I am having a chronic problem with IotEdgeMetricsCollector. It will work for several months, and all of the sudden it will stop working with the following log entries bellow. Removing the docker container and forcing IotEdge to recreate solves the problem.

[2023-08-18 07:47:18.810 INF] Started operation Reconnect to IoT Hub
[2023-08-18 07:47:18.828 INF] Started operation Scrape and Upload Metrics
[2023-08-18 07:48:18.833 INF] Starting periodic operation Scrape and Upload Metrics...
[2023-08-18 07:48:18.833 INF] Starting periodic operation Reconnect to IoT Hub...
[2023-08-18 07:48:18.862 INF] Scraping endpoint http://edgeHub:9600/metrics
[2023-08-18 07:48:18.864 INF] Trying to initialize module client using transport type [Amqp_Tcp_Only]
[2023-08-18 07:48:18.995 INF] Scraping endpoint http://edgeAgent:9600/metrics
[2023-08-18 07:48:18.997 INF] Scraping endpoint http://IotEdgeEcoView:9600/metrics
[2023-08-18 07:48:19.332 INF] Scraping finished, received 37 metrics from endpoint http://IotEdgeEcoView:9600/metrics
[2023-08-18 07:48:19.351 INF] Scraping finished, received 60 metrics from endpoint http://edgeHub:9600/metrics
[2023-08-18 07:48:19.357 INF] Scraping finished, received 141 metrics from endpoint http://edgeAgent:9600/metrics
[2023-08-18 07:48:22.700 INF] Successfully created self-signed certificate for agentGuid : {3f26d4e0-64b6-46c3-8bea-e0540a3b3aa0} and workspace: 61ca6587-9689-4c80-acc4-58f22c2676c9
[2023-08-18 07:48:22.710 INF] OMS endpoint Url : https://61ca6587-9689-4c80-acc4-58f22c2676c9.oms.opinsights.azure.com/AgentService.svc/AgentTopologyRequest
[2023-08-18 07:48:22.714 INF] sending registration request
[2023-08-18 07:48:22.720 INF] waiting for response to registration request
[2023-08-18 07:48:27.808 INF] OMS endpoint Url : https://61ca6587-9689-4c80-acc4-58f22c2676c9.oms.opinsights.azure.com/AgentService.svc/AgentTopologyRequest
[2023-08-18 07:48:27.810 INF] sending registration request
[2023-08-18 07:48:27.810 INF] waiting for response to registration request
[2023-08-18 07:48:32.828 INF] OMS endpoint Url : https://61ca6587-9689-4c80-acc4-58f22c2676c9.oms.opinsights.azure.com/AgentService.svc/AgentTopologyRequest
[2023-08-18 07:48:32.828 INF] sending registration request
[2023-08-18 07:48:32.828 INF] waiting for response to registration request
[2023-08-18 07:48:37.856 INF] OMS endpoint Url : https://61ca6587-9689-4c80-acc4-58f22c2676c9.oms.opinsights.azure.com/AgentService.svc/AgentTopologyRequest
[2023-08-18 07:48:37.856 INF] sending registration request
[2023-08-18 07:48:37.856 INF] waiting for response to registration request
[2023-08-18 07:48:42.875 WRN] exception occurred : One or more errors occurred. (Resource temporarily unavailable (61ca6587-9689-4c80-acc4-58f22c2676c9.oms.opinsights.azure.com:443))

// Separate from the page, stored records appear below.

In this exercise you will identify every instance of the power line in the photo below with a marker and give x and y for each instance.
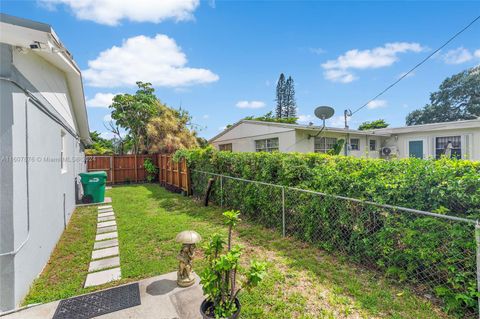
(416, 66)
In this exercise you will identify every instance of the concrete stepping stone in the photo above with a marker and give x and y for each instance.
(106, 224)
(108, 229)
(100, 237)
(102, 277)
(106, 218)
(105, 243)
(106, 214)
(105, 252)
(107, 210)
(104, 263)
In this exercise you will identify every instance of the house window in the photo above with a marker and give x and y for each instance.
(63, 151)
(225, 147)
(355, 144)
(267, 145)
(441, 144)
(324, 144)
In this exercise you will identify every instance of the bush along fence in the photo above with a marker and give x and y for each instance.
(412, 220)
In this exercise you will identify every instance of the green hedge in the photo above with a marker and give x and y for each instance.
(433, 254)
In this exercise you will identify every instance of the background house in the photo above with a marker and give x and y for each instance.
(43, 130)
(422, 141)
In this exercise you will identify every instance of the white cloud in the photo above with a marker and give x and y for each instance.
(340, 69)
(250, 104)
(409, 74)
(158, 60)
(341, 76)
(375, 104)
(457, 56)
(317, 51)
(112, 12)
(101, 100)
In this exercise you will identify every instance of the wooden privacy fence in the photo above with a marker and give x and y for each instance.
(121, 168)
(173, 175)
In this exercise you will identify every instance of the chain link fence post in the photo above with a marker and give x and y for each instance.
(283, 211)
(477, 240)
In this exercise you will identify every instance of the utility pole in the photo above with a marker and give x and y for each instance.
(346, 114)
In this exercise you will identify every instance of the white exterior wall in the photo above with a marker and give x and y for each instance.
(295, 138)
(470, 142)
(48, 192)
(244, 135)
(48, 80)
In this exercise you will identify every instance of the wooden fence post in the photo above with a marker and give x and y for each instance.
(112, 174)
(136, 169)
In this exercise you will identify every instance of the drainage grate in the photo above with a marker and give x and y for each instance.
(99, 303)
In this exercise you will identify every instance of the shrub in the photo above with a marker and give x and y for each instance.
(432, 254)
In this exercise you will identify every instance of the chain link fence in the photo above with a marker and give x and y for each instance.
(435, 255)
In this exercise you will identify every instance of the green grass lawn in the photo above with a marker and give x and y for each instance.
(303, 282)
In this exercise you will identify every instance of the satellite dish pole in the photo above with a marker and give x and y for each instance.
(323, 113)
(347, 113)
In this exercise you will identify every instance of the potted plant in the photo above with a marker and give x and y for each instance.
(219, 279)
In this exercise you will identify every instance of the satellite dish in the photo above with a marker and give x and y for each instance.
(324, 112)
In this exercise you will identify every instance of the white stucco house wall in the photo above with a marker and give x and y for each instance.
(422, 141)
(43, 131)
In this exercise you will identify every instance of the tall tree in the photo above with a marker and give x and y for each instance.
(373, 125)
(169, 131)
(100, 145)
(133, 112)
(290, 105)
(280, 94)
(458, 98)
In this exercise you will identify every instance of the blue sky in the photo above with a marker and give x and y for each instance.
(220, 60)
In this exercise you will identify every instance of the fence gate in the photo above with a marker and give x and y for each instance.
(173, 174)
(101, 163)
(121, 168)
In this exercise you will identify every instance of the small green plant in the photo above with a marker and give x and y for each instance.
(219, 279)
(151, 169)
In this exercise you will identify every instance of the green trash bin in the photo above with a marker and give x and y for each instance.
(94, 186)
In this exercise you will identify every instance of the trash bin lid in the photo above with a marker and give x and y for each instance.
(94, 174)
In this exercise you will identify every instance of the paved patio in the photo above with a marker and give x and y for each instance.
(160, 297)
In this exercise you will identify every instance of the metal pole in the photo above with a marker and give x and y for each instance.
(477, 239)
(283, 211)
(221, 191)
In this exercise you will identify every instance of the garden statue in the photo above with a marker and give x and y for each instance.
(188, 239)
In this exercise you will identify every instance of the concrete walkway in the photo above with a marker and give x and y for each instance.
(105, 264)
(160, 297)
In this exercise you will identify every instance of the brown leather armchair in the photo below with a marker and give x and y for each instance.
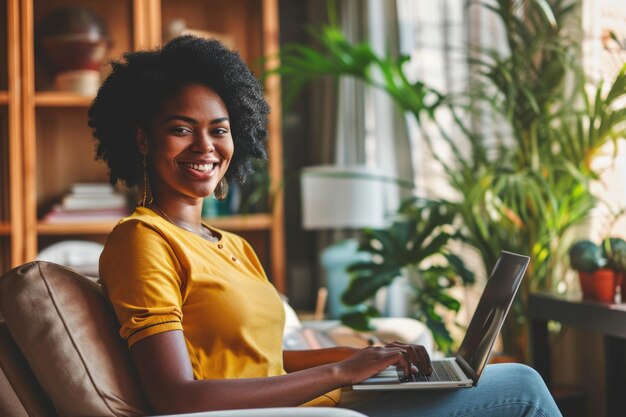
(61, 355)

[2023-08-18 07:48:42.878 ERR] Registering agent with OMS failed (are the Log Analytics Workspace ID and Key correct?) : One or more errors occurred. (Resource temporarily unavailable (61ca6587-9689-4c80-acc4-58f22c2676c9.oms.opinsights.azure.com:443))
[2023-08-18 07:48:42.908 FTL] System.AggregateException: One or more errors occurred. (Resource temporarily unavailable (61ca6587-9689-4c80-acc4-58f22c2676c9.oms.opinsights.azure.com:443))
---> System.Net.Http.HttpRequestException: Resource temporarily unavailable (61ca6587-9689-4c80-acc4-58f22c2676c9.oms.opinsights.azure.com:443)
---> System.Net.Sockets.SocketException (11): Resource temporarily unavailable
at System.Net.Sockets.Socket.AwaitableSocketAsyncEventArgs.ThrowException(SocketError error, CancellationToken cancellationToken)
at System.Net.Sockets.Socket.AwaitableSocketAsyncEventArgs.System.Threading.Tasks.Sources.IValueTaskSource.GetResult(Int16 token)
at System.Net.Sockets.Socket.g__WaitForConnectWithCancellation|277_0(AwaitableSocketAsyncEventArgs saea, ValueTask connectTask, CancellationToken cancellationToken)
at System.Net.Http.HttpConnectionPool.ConnectToTcpHostAsync(String host, Int32 port, HttpRequestMessage initialRequest, Boolean async, CancellationToken cancellationToken)
--- End of inner exception stack trace ---
at System.Net.Http.HttpConnectionPool.ConnectToTcpHostAsync(String host, Int32 port, HttpRequestMessage initialRequest, Boolean async, CancellationToken cancellationToken)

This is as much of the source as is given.